White Chocolate Coconut Cream Pie
Toasted coconut filling with the added richness of white chocolate, topped with a mountain of freshly whipped cream! This White Chocolate Coconut Cream Pie is smooth, decadent, and lusciously creamy!
Prep Time 45 minutes mins
Refrigeration Time 3 hours hrs
Total Time 3 hours hrs 45 minutes mins
Course Dessert
Cuisine American
- 1 (9-inch) baked pie shell
White Chocolate Coconut Custard:
- 5 egg yolks
- 1 whole egg
- ½ cup sugar
- ¼ cup cornstarch
- ½ teaspoon salt
- 1 (13.5 fl oz) can unsweetened coconut milk
- ¼ cup milk
- 4 Tablespoons unsalted butter sliced into pieces
- 1 teaspoon vanilla
- ¾ teaspoon coconut extract
- 15 ounces white chocolate chips or chopped
- ¾ cup unsweetened finely shredded coconut toasted
For topping:
- 2 cups heavy cream
- ½ cup powdered sugar
- 1 teaspoon vanilla
- ¼ cup shredded coconut toasted
Whisk the egg yolks, egg, sugar, cornstarch, and salt together in a medium saucepan. Slowly whisk in the coconut milk and milk to avoid clumps. Place pan over medium heat, whisking constantly until thickened to almost pudding consistency.

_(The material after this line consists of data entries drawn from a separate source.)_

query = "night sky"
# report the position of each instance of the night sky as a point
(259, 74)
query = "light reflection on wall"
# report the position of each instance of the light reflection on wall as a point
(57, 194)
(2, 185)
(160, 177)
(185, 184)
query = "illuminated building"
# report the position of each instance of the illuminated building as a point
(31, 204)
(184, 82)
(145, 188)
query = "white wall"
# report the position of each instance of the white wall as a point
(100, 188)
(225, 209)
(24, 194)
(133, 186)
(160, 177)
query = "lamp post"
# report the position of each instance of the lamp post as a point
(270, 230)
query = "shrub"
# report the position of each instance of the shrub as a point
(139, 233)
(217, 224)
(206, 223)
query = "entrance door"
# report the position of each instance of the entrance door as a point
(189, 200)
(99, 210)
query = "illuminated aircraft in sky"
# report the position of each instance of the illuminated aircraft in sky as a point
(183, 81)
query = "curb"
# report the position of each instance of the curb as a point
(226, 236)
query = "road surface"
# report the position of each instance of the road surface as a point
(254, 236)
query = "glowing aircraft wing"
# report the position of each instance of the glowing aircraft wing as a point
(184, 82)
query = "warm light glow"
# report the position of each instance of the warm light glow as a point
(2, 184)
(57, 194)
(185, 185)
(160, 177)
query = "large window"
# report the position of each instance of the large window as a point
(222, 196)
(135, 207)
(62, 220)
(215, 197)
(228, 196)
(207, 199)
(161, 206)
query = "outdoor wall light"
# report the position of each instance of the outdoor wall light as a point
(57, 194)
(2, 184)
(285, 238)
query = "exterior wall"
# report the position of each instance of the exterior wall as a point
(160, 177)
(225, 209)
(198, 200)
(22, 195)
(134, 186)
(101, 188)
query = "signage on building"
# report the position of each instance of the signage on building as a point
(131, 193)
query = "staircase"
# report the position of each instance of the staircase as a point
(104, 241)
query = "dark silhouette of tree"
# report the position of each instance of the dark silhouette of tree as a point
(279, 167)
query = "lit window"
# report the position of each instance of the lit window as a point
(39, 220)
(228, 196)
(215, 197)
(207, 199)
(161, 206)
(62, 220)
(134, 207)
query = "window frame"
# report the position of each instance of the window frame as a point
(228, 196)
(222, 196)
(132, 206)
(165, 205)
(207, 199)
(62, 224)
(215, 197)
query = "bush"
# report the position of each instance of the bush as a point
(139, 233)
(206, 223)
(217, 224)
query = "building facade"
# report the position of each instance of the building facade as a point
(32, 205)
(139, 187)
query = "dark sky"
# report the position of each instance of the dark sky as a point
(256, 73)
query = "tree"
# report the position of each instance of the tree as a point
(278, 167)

Whisk in the butter, vanilla, and coconut extract until smooth. Add the white chocolate and continue whisking until melted and completely smooth. Remove from the heat and stir in the shredded coconut. Allow mixture to cool slightly, about 30 minutes, before pouring into the crust. Cover wth plastic wrap, allowing the wrap to touch the surface of the custard to prevent a skin from forming. Chill for at least 3 hours, or until set.
In the chilled bowl of a stand mixer fitted with the whisk attachment, whip the cream until soft peaks form. Add powdered sugar and vanilla, and continue to beat until stiff peaks form. Spread on top of set pie, then sprinkle with toasted coconut. Serve and enjoy!